There were two away and none on in the second when Youkilis worked a seven-pitch walk after being down, 0 and 2, and Big Papi doubled to left-center, with Youk making it all the way home from first.
The Red Sox reached Francis for two more two-out runs in the fourth. Papi started things with a sharp single to left. Manny battled a fading Francis into the eighth pitch before smashing a double to center. Lowell was walked intentionally so Francis could get to Varitek, and the Captain ripped one that hit the left-field foul line and bounced into the stands for a ground-rule double.
Francis fanned Drew to end the inning, but that was all for him. He had been touched for 10 hits and six earned runs. He had thrown a ghastly 103 pitches, and a staggering 51 of them had come after two were out. He appears to need a little work finishing off hitters. Just a thought.
"Some of that was us," pointed out Sox manager Terry Francona. "Two outs, two strikes, we took our walks, got some good swings."
With all this offense breaking out, Josh Beckett could have gotten along nicely with his D game. But he was his usual efficient self, announcing his intention to dominate by striking out the side in the first. He cruised into the seventh on just 78 pitches, a pretty snappy total considering that he had struck out eight. He left after seven, having thrown 93 pitches.
Beckett is 4-0 in these playoffs and 6-2 lifetime. He has won five straight postseason starts, giving up four earned runs in 39 innings for an ERA of 0.93. He has given up four earned runs in 30 innings of 2007 postseason work. It is not hard to envision him getting a World Series MVP Award to go with his American League Championship Series prize.
The Rockies seemed to have adopted a swing-hard-in-case-I-hit-it approach because they did hit some hard balls off Beckett. They had four doubles, which contributed to a Series record of 12 two-baggers. But they couldn't bunch their hits enough to do any damage beyond doubles by Garrett Atkins and Troy Tulowitzki that produced their only run in the second.
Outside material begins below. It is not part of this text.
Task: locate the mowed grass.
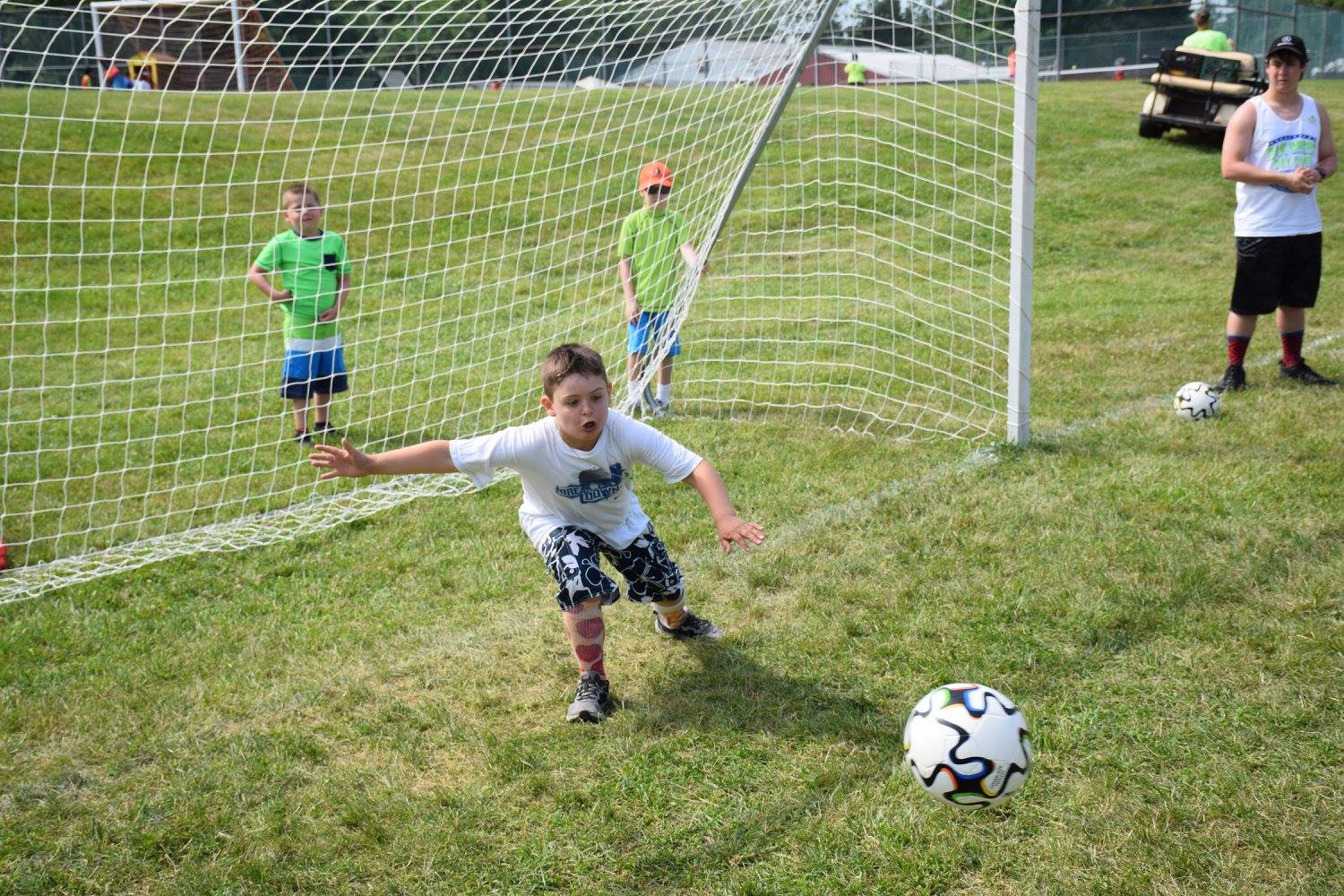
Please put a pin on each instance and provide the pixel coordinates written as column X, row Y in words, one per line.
column 381, row 708
column 862, row 279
The simple truth was that this was all too easy. The Rockies are not that bad. Nobody is that bad. What we had here was a classic convergence of forces. If you must have an enforced layoff, you don't want to be facing a team that is currently swinging the bats as if there were some kind of "Damn Yankees" thing going on.
Wait a minute. Wasn't that what we all suspected was going on with the Rockies? Have the Sawx made Satan a better offer?